To get a sense of the aspirations and confidence Ronald Acuña Jr. had at an early age, one could simply ask whether he ever envisioned that he would get to a point where he was this year, when he garnered one of this year’s highest All-Star vote totals.
“I mean, I've always imagined,” Acuña said through an interpreter. “I know the talents and the abilities that God blessed me with. So I’ve always hoped for and imagined it. So just a thank you to the fans and people who voted for me to be in my second All-Star Game.”
Acuña garnered the most votes among National League players in Phase 1 of fan balloting and ranked second only to Fernando Tatis Jr. in Phase 2. The 23-year-old Braves outfielder then garnered more votes than any other big leaguer when the votes cast by MLB players were announced.
But when the All-Star Game is played on Tuesday night, the baseball world will not be treated to the tremendous talents of Acuña -- who tore his right anterior cruciate ligament in Saturday’s win over the Marlins. The slugger will undergo season-ending knee surgery sometime during this next week.
The Braves outfielder initially still planned to travel to Denver to at least soak in the All-Star atmosphere. But he regretfully reversed course on Sunday afternoon. He was truly looking forward to the chance to share the experience with some of the game’s other top superstars.

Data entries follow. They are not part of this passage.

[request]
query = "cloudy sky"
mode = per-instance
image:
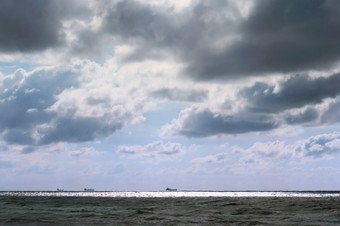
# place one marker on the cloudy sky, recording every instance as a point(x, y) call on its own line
point(149, 94)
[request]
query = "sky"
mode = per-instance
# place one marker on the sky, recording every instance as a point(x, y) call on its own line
point(148, 94)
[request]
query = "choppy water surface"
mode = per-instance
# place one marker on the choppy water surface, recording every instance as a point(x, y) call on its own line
point(170, 208)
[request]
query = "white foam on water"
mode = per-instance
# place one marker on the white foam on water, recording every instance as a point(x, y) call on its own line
point(176, 194)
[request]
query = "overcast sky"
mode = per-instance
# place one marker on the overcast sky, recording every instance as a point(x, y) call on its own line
point(190, 94)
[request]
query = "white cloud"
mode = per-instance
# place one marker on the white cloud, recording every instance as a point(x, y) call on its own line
point(220, 157)
point(314, 147)
point(157, 150)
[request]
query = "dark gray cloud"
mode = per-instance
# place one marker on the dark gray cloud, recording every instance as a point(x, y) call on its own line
point(210, 37)
point(180, 95)
point(34, 25)
point(296, 92)
point(320, 145)
point(332, 114)
point(265, 107)
point(204, 123)
point(278, 36)
point(29, 118)
point(309, 115)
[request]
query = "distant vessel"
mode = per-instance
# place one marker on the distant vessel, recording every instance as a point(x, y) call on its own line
point(171, 189)
point(88, 189)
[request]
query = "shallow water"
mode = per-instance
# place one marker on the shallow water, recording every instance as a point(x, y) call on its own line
point(112, 208)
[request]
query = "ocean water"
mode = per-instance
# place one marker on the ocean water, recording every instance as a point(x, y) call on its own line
point(170, 208)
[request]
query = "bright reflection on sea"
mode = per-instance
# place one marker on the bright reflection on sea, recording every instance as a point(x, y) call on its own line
point(176, 194)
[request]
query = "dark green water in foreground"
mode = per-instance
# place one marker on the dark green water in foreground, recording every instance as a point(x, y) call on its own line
point(61, 210)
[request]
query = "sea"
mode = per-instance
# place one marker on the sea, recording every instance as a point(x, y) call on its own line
point(170, 208)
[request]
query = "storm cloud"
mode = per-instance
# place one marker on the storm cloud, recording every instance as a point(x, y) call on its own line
point(297, 91)
point(38, 108)
point(194, 122)
point(216, 41)
point(180, 94)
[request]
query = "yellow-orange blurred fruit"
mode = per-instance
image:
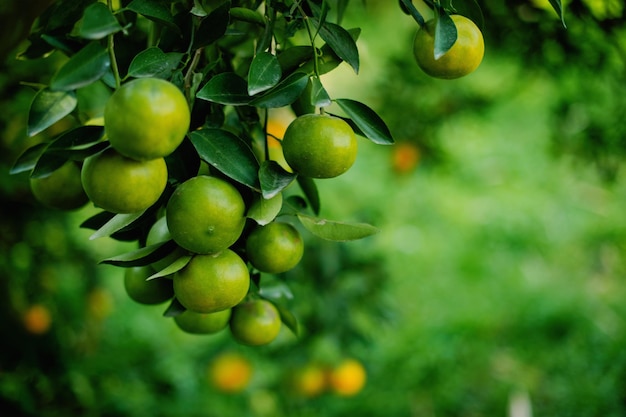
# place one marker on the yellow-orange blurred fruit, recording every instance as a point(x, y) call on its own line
point(347, 378)
point(37, 319)
point(230, 372)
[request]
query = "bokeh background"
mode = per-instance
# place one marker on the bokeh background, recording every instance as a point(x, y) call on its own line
point(495, 286)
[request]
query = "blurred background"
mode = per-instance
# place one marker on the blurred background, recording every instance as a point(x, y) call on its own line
point(495, 286)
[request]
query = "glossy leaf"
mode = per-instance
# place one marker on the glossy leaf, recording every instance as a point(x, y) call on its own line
point(341, 42)
point(336, 231)
point(86, 67)
point(285, 93)
point(47, 108)
point(445, 34)
point(98, 22)
point(265, 73)
point(273, 178)
point(153, 62)
point(228, 154)
point(264, 210)
point(226, 88)
point(212, 27)
point(367, 120)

“It’s cool and it feels really good,” Acuña said in Pittsburgh last week. “This will be the first opportunity Tatis Jr., [Juan] Soto and I get a chance to share a clubhouse together. So, I’m looking forward to that. Then, we also get to take the field against [Shohei] Ohtani. I think it’s going to be really cool -- and I know we’re all looking forward to it. Hopefully, this will be just one of many All-Star Games for all of us.”

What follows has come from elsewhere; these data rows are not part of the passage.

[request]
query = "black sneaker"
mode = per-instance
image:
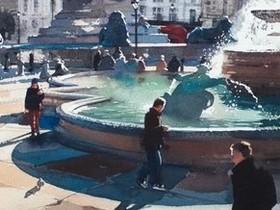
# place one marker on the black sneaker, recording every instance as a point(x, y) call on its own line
point(143, 184)
point(160, 187)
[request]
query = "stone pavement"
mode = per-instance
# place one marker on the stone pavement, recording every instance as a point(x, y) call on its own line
point(23, 161)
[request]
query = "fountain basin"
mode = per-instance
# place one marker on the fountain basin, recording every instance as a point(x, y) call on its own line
point(260, 70)
point(197, 146)
point(270, 16)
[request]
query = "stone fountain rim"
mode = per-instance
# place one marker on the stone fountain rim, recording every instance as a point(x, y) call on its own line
point(68, 112)
point(268, 51)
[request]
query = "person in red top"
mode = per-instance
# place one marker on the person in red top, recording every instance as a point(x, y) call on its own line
point(33, 100)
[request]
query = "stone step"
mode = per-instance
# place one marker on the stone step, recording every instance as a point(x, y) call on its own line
point(75, 14)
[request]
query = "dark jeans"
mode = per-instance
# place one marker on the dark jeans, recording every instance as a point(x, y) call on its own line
point(34, 116)
point(151, 167)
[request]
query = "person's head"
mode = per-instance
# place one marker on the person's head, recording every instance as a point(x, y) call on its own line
point(159, 104)
point(240, 151)
point(34, 83)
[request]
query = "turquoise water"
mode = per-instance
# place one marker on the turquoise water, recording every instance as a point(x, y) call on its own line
point(132, 97)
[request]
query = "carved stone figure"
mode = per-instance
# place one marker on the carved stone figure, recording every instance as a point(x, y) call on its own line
point(212, 35)
point(115, 33)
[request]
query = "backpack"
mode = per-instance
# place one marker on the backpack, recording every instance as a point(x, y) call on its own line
point(266, 187)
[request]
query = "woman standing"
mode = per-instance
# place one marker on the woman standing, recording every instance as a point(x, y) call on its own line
point(33, 100)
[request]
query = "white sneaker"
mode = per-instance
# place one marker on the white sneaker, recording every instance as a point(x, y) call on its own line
point(143, 184)
point(160, 187)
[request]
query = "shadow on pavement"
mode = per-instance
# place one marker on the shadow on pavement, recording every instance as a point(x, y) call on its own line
point(98, 174)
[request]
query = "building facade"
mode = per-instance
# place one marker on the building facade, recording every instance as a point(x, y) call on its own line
point(187, 11)
point(29, 16)
point(212, 10)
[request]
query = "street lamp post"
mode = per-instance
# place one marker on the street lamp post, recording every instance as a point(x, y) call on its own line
point(172, 8)
point(135, 5)
point(18, 20)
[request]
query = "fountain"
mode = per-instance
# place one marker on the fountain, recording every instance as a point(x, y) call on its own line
point(259, 66)
point(109, 116)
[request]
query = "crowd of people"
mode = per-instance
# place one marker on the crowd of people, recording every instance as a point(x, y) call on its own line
point(253, 187)
point(118, 61)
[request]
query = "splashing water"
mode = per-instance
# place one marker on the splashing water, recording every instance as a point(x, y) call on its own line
point(251, 32)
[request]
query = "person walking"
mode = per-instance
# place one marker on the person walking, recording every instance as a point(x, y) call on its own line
point(97, 60)
point(33, 102)
point(174, 64)
point(31, 62)
point(253, 188)
point(162, 65)
point(153, 143)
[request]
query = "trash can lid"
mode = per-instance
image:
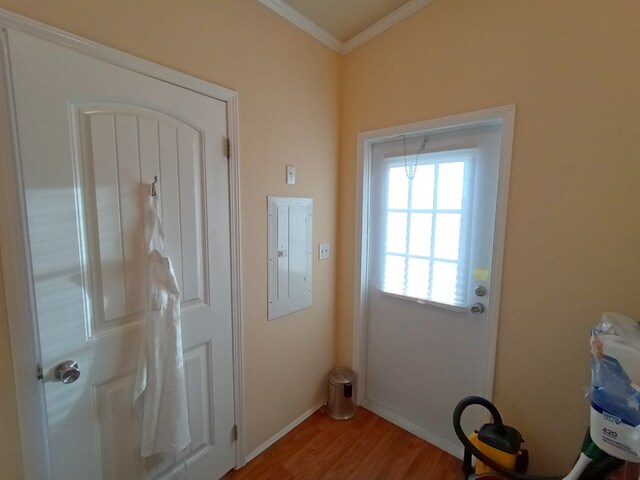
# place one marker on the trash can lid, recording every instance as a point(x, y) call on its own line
point(340, 376)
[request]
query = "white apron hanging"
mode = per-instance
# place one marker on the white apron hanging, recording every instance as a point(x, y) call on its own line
point(160, 388)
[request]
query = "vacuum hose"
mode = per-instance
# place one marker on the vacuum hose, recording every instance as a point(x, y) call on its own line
point(595, 471)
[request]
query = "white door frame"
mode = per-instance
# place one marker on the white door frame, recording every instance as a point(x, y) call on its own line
point(504, 116)
point(16, 261)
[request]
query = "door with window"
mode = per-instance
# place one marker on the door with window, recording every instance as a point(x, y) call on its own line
point(432, 218)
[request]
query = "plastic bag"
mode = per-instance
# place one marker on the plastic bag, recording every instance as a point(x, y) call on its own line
point(615, 386)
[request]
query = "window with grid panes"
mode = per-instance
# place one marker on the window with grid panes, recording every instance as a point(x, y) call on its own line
point(427, 226)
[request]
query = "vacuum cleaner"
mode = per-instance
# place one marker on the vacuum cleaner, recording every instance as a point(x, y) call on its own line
point(614, 434)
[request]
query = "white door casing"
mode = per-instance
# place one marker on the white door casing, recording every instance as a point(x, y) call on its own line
point(395, 383)
point(90, 135)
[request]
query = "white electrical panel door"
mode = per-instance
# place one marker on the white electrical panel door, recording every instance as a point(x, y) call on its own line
point(290, 238)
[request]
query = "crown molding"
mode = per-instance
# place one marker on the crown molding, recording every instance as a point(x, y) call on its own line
point(383, 24)
point(292, 15)
point(303, 23)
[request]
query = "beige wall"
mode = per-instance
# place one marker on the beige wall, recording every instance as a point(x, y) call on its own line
point(287, 84)
point(572, 67)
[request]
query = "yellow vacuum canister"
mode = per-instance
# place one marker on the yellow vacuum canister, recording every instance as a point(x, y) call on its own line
point(501, 446)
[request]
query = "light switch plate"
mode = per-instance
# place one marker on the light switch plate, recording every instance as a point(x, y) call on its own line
point(323, 251)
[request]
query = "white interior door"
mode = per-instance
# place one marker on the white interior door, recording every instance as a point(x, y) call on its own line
point(92, 136)
point(432, 222)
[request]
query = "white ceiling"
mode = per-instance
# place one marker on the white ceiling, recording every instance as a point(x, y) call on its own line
point(344, 24)
point(344, 19)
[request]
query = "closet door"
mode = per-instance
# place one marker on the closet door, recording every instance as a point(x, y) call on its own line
point(92, 137)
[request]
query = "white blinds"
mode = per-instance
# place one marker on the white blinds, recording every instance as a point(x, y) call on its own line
point(427, 227)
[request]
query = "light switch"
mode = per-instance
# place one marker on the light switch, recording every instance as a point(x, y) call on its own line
point(323, 251)
point(291, 175)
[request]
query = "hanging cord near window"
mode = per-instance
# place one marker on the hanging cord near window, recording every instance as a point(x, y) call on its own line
point(153, 191)
point(415, 164)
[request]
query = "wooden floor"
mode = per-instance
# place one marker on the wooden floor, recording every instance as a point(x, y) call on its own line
point(365, 447)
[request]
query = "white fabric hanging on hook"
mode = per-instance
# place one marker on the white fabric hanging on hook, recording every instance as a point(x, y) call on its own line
point(160, 389)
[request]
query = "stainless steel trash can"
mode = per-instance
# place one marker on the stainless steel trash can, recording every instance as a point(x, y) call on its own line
point(340, 405)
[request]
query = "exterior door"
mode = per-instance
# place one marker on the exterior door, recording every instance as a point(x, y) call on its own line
point(92, 137)
point(433, 208)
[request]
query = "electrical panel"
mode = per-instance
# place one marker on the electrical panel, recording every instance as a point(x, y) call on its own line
point(290, 221)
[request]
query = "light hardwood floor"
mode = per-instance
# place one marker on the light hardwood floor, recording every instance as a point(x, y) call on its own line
point(365, 447)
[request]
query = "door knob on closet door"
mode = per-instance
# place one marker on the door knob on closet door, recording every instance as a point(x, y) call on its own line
point(67, 371)
point(477, 308)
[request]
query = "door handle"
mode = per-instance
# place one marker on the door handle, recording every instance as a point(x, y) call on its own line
point(67, 371)
point(477, 308)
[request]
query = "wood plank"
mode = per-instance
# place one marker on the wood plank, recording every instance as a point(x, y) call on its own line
point(364, 447)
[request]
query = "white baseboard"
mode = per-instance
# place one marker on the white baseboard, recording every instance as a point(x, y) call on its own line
point(420, 432)
point(250, 456)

Acuña would have been sharing his second All-Star experience with Braves teammates Freddie Freeman and Ozzie Albies. He and Freeman have now been elected starters for both of the past two Midsummer Classics. But this would have been the first time he enjoyed the All-Star atmosphere with Albies, who has been one of his closest friends dating back to his earliest days in professional baseball.
“It’s going to be incredible,” Acuña said prior to his injury. “It feels like we’ve been playing baseball together our whole lives. I think we’re going to truly enjoy it together. I’m going to enjoy being on the field with him at the All-Star Game.”
Some of Acuña’s childhood memories of the All-Star Game include being in Venezuela watching Miguel Cabrera and Jose Reyes compete against MLB’s other top players. He watched not with hope, but with the expectation that he, too, would become an All-Star.
“I always believed in my ability and my talents," Acuña said. “I never stopped believing myself and what I was capable of doing. I never stopped thinking that I would ever stop giving 100 percent effort out there. So I've always had that sort of confidence within myself. I always believed in my heart of hearts that I would be competing in an All-Star Game.”
There will likely be plenty more All-Star Game experiences for Acuña. But he will certainly be missed this year.